Nintendo has gained a reputation, and not unfairly, for double- or even triple-dipping on its beloved catalog of classic games. From Super Mario All-Stars on Super NES, to the Classic NES Collection on Game Boy Advance, to modern HD remasters like Metroid Prime and Paper Mario: The Thousand-Year Door, Nintendo has never been shy about capitalizing on its history. As we move into an increasingly digital era, Nintendo has also been noticeably slow to adopt a single, cross-generation digital library akin to PlayStation and Xbox. We’ve seen lots of speculation over whether Nintendo will finally break this trend as it moves into the era of the Switch successor–and recent remasters like Luigi’s Mansion 2 HD show why it’s so necessary that the company follows through with this pro-consumer move.

Luigi’s Mansion 2 HD is a remaster of a 2013 3DS game, and a pretty good one at that. I enjoyed revisiting the 3DS game on a modern system and felt it was paying homage to its history. But it’s precisely because this appealed to me as a historical artifact that I couldn’t help but think about what it means for my digital collection. Luigi’s Mansion 2 is, so far, the middle chapter of a series that has already grown past it. It’s nice to have the game unshackled from the 3DS, but that won’t matter if its destiny is just to get shackled to the Nintendo Switch instead.

To be blunt, Luigi’s Mansion 2 is good but slight. It’s an enjoyable little chapter and a neat way to see how the Luigi’s Mansion series has developed, but it’s lower on the tier list of vital remasters than games that are older, more in need of modernization, or just difficult to find. The mere existence of an HD remaster of Luigi’s Mansion 2 shows how Nintendo is filling its release calendar, which is a fine strategy as the Switch lives an especially long time for a console. And it’s far from the last. At its June 2024 Nintendo Direct, the company announced a remaster of Donkey Kong Country Returns, a game that was already ported to the 3DS shortly after its initial release on the Wii and is now making the journey to Switch.

Nintendo has not been especially forward-facing in its online tools. It’s clear that when the 3DS was released, the company hadn’t fully developed its online infrastructure to last into the future. This spate of Wii U and 3DS remasters may be because that account system was not built for the future, Nintendo wants to untether its games from the dual-screen and 3D functionality, or some combination of both.

But there are hopeful signs that the company is learning. Nintendo of America president Doug Bowser said last year that the formation of a single unified “Nintendo Account” will smooth the transition into the next console. While previous hardware had each set up their own distinct account systems, which tied your digital purchases to them, the Switch Online service seems to be under the umbrella of your overall Nintendo Account. That means that when we move to the Switch 2–or whatever it may be named–your account will come with it. Nintendo will at least recognize which games you already own digitally.
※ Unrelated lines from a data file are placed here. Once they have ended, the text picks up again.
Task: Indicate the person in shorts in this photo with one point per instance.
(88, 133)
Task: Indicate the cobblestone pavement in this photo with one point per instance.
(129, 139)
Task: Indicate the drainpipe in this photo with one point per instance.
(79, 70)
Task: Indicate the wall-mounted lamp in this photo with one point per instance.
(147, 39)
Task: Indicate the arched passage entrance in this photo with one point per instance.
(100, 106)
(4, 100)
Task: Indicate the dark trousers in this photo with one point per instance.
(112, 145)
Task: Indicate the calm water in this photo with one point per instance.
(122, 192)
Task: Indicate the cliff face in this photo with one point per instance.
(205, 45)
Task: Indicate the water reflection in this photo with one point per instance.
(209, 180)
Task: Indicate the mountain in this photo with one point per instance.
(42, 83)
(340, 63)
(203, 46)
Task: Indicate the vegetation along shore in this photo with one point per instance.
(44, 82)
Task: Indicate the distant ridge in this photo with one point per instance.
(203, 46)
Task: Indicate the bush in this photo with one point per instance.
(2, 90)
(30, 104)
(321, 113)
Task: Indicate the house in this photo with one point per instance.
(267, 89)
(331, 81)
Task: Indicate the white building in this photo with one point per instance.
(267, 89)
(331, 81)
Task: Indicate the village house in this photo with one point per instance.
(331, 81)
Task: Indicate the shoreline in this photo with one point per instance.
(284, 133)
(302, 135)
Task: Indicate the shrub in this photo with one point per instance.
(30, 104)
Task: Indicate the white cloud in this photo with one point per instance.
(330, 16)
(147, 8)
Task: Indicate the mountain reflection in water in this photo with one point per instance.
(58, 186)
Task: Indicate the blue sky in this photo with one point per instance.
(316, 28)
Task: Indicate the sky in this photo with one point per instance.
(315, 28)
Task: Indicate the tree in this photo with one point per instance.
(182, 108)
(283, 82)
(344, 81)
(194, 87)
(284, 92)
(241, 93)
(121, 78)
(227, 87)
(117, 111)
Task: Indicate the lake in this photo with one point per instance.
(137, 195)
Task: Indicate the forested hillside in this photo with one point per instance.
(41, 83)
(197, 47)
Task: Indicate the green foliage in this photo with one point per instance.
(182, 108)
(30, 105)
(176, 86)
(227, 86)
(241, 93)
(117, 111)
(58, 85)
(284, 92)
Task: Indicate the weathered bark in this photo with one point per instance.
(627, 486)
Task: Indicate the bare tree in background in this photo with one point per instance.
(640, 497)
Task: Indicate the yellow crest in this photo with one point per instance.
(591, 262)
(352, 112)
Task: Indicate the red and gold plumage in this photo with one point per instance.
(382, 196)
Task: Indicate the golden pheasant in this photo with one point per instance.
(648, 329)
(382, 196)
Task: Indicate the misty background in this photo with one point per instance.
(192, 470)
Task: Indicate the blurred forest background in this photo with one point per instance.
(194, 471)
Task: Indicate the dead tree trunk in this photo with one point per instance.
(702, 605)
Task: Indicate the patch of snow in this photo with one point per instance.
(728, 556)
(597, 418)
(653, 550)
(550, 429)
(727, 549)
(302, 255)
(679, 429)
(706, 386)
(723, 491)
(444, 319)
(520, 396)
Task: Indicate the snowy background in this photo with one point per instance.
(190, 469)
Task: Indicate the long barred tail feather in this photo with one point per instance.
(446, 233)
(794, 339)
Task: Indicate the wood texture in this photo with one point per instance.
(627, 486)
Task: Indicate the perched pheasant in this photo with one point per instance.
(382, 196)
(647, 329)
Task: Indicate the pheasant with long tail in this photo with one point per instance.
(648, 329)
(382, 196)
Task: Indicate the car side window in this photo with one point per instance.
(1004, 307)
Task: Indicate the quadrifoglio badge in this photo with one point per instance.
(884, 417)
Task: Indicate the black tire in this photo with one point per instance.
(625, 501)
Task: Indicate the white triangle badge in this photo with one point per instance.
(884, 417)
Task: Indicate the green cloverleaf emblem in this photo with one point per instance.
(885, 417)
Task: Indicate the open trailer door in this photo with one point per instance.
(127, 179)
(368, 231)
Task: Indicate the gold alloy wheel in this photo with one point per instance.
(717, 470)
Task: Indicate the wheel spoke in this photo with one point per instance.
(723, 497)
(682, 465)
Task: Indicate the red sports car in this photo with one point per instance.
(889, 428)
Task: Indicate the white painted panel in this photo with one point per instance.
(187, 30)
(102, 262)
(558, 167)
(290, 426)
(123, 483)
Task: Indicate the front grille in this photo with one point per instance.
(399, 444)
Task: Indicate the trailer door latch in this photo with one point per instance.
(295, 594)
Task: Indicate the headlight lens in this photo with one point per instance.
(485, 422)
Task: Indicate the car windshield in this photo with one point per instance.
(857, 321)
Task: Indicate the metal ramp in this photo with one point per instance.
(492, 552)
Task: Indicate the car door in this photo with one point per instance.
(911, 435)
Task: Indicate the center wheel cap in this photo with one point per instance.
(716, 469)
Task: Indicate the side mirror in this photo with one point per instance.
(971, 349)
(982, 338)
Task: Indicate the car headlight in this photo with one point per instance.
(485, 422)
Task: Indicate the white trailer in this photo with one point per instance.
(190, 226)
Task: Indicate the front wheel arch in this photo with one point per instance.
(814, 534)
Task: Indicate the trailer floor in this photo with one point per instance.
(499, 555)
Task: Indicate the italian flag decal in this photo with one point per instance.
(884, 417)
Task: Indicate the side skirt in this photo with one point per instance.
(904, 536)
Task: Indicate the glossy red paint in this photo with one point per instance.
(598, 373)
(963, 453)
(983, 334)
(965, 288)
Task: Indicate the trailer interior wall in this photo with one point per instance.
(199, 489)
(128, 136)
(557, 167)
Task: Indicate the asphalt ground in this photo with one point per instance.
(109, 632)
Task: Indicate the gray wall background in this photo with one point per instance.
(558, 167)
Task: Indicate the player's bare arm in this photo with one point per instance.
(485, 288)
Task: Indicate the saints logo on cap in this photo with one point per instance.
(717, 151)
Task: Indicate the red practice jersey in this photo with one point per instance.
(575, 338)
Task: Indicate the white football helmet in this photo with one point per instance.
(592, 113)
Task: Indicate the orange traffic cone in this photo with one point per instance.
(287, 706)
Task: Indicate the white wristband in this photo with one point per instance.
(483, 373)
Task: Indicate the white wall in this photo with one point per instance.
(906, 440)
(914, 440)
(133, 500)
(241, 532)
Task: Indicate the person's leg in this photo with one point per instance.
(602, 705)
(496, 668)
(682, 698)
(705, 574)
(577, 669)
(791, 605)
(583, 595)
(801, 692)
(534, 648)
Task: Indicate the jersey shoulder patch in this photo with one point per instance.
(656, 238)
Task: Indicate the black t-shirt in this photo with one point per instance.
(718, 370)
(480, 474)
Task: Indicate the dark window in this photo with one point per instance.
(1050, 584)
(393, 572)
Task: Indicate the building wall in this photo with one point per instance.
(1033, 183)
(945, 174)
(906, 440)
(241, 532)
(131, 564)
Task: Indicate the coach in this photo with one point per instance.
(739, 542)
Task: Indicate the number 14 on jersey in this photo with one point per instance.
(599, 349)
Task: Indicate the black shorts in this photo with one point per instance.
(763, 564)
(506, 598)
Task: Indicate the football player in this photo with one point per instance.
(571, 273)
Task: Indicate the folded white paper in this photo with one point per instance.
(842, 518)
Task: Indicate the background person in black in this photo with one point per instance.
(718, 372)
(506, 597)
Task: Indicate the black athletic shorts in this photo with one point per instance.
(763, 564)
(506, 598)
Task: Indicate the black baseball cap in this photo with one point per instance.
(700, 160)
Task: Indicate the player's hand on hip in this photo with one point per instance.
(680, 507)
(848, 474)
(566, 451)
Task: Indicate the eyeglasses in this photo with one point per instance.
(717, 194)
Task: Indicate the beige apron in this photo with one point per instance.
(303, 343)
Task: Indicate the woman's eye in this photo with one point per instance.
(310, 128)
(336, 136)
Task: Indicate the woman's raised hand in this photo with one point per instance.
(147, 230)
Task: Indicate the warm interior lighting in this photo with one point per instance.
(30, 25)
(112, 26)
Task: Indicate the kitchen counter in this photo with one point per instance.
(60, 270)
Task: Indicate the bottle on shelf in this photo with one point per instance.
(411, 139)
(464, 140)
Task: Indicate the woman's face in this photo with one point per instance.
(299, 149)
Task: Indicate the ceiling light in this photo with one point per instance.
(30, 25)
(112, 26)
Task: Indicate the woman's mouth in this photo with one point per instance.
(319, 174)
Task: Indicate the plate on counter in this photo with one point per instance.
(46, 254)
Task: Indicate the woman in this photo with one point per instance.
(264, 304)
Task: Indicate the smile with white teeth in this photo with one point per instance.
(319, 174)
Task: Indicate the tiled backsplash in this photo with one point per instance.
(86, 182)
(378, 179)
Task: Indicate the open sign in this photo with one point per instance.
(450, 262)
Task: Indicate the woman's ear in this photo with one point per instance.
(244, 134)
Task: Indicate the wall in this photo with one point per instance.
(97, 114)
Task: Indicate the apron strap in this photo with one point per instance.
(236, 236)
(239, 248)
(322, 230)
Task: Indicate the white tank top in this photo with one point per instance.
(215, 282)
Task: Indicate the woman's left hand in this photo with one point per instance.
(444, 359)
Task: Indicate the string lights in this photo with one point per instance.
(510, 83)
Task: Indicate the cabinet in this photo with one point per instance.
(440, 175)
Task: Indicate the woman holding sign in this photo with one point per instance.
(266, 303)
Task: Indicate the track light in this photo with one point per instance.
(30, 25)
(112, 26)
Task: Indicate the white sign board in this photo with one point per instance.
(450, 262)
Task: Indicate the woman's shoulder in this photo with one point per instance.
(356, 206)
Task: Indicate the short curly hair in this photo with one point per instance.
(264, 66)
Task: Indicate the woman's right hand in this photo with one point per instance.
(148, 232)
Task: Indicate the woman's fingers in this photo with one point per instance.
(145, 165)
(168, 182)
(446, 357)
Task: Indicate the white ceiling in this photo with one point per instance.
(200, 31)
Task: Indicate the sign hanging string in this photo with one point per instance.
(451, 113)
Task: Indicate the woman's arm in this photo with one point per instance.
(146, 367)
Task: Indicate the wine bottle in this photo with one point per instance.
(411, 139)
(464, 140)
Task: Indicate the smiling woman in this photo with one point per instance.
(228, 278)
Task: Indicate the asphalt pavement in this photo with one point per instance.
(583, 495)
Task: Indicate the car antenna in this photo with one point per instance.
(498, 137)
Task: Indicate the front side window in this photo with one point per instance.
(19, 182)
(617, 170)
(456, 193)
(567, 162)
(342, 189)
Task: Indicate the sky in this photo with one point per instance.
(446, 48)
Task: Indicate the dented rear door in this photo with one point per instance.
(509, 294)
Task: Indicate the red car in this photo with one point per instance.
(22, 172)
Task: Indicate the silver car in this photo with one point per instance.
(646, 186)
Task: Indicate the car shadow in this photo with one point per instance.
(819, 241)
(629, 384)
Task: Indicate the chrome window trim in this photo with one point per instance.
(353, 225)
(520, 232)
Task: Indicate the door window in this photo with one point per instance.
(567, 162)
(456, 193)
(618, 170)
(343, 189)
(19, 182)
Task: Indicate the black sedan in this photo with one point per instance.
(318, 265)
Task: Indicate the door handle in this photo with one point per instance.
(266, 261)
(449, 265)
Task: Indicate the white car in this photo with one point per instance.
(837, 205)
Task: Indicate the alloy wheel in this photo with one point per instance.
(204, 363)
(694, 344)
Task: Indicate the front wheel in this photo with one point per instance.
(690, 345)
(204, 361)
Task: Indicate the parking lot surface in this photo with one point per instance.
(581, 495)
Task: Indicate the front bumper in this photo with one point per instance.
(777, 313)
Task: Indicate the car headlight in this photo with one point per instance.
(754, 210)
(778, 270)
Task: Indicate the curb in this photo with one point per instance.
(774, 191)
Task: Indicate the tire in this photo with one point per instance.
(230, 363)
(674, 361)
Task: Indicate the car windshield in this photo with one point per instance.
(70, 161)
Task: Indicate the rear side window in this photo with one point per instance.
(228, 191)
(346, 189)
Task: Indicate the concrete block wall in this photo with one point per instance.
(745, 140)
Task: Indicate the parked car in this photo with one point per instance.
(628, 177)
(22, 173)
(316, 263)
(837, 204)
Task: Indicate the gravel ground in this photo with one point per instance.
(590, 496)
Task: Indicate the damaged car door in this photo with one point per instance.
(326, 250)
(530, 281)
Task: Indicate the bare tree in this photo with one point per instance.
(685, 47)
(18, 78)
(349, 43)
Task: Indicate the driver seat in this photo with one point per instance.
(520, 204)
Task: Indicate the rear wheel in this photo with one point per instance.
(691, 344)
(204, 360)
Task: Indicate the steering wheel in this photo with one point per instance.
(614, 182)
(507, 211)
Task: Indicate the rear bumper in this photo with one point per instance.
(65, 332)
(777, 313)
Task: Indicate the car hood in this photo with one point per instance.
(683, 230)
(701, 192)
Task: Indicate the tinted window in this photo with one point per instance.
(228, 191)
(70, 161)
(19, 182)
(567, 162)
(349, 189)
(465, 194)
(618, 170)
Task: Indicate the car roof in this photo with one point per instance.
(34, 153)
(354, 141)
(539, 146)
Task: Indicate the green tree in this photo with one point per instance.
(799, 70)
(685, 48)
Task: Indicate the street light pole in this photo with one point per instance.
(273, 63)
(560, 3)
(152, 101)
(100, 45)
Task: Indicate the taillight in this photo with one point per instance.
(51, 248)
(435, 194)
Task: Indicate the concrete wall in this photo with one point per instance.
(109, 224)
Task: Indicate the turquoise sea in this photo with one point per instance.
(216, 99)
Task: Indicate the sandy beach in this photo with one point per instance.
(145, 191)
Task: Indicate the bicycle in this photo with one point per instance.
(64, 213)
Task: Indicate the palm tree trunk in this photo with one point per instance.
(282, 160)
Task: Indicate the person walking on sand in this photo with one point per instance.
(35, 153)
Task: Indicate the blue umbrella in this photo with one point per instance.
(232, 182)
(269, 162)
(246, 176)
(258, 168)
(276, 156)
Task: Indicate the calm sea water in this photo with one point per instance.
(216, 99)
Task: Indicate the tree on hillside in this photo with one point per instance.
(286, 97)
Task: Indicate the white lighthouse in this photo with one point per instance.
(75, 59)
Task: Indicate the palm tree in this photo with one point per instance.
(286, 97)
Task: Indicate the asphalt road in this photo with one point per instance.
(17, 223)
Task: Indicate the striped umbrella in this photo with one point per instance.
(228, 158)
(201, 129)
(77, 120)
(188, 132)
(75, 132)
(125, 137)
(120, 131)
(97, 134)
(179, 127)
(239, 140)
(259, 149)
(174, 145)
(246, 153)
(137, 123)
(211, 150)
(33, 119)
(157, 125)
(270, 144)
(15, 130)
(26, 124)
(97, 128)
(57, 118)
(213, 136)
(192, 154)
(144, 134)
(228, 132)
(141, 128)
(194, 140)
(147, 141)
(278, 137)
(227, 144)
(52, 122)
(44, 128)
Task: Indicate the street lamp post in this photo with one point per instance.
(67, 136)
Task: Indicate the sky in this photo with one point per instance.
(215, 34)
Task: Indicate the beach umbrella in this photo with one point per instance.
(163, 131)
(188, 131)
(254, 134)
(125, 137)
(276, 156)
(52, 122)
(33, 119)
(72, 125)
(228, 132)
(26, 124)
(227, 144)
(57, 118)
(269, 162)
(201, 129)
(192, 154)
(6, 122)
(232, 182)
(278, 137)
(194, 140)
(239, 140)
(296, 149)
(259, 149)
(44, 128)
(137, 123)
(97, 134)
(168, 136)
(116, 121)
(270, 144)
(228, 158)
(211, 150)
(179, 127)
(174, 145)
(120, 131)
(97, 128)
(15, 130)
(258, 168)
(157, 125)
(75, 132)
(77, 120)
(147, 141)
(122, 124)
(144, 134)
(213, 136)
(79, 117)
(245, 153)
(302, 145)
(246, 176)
Backwards compatibility with new hardware is its own distinct technical challenge, and Bowser stopped short of confirming it, but the new system recognizing your existing digital library is a necessary first step.

And that’s a step that is more important now than ever before. Nintendo has already been slow to adopt a modern approach to your digital library, which has been frustrating, but its library of stellar games and years of goodwill has carried it through. Falling behind for another entire generation would be much harder to forgive. Not to mention, it would do damage to the company’s own reputation and value proposition going forward.

To understand why, we just need to look at the words of one of Nintendo’s console rivals. Xbox head Phil Spencer gave a blunt assessment of its own console business, saying that when it lost the race between PS4 and Xbox One, it created a ripple effect going forward. Since that was the generation that most consumers started building their digital library, he said, it was the worst generation for Xbox to lose. Consumers don’t want to switch to a different console when they already have their digital library in an existing ecosystem.

Going even further back, its competitors have done more than Nintendo to offer their earliest games as part of your permanent collection. Hundreds of Xbox 360 games simply work on modern Xbox consoles, disc and all. Original Xbox games can be purchased and remain in your library, for example, and many are included as part of Game Pass. To whatever extent this is an ongoing technical hurdle, it’s one that others solved years ago while Nintendo continues to struggle.

Nintendo isn’t going head-to-head with PlayStation and Xbox the way those two are directly challenging each other. For the last several generations, it has marched to the beat of its own drum and remained safely out of the power-console fray. But there’s a lesson to be learned about how gamers perceive the value of their purchases regardless. Going forward, players expect their games to come with them. We don’t need to buy a third version of Luigi’s Mansion 2 on the next Switch, or a fourth version of Donkey Kong Country Returns. If Nintendo wants players to respect its long history of great games, it needs to let us build a digital collection that lasts.